Queen Victoria referred to the Estate as 'The Jewel of the Highlands'.
She may well have been shocked by what it had become by the time it came into our clients' hands.
Much of the main house had been demolished - reducing it to a rather charmless building, a collection of run-down cottages and a concrete steading.
Disappointing was an understatement.
Our client, an enthusastic anglophile had always wanted a Scottish Estate. He was won over by the undoubted magnificence of the location and the estate's 7,000 acres. He even saw potential in the house.
Some dreaded 'modernisation' had occurred.
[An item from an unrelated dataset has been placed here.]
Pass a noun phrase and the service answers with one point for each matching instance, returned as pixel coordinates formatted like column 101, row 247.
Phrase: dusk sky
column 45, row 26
Windows and walls had been ripped apart to create picture windows, outbuildings had been clad in fake stone and virtually all character had been lost.
It was no longer the baronial mansion it had been in its heyday.
We set about righting a wrong.
Thankfully we discovered that the origional stone from the demolished sections had been dumped in the lake. This we dredged and used what we could for seamless repairs, fireplaces and to turn inappropriate modern picture windows into something more picturesque and in keeping with the façade.
Enough stone remained to turn a non-descript roofline into a Scottish tour-de-force with a tower and a turret.
The kitchen, bedrooms, bathrooms, drawing room and ancilliary accomodation were all given the complete JCA treatment, bringing them up to 21st century creature comforts.
The work carried on outside with new garages, retaining garden walls and stone driveways as well as major repairs and rebuilding to the estate's cottages.
The problem of the concrete steading was solved with timber cladding and a once grim building, bacame a rather lovely ione.
Perhaps it was time to invite Queen Victoria back.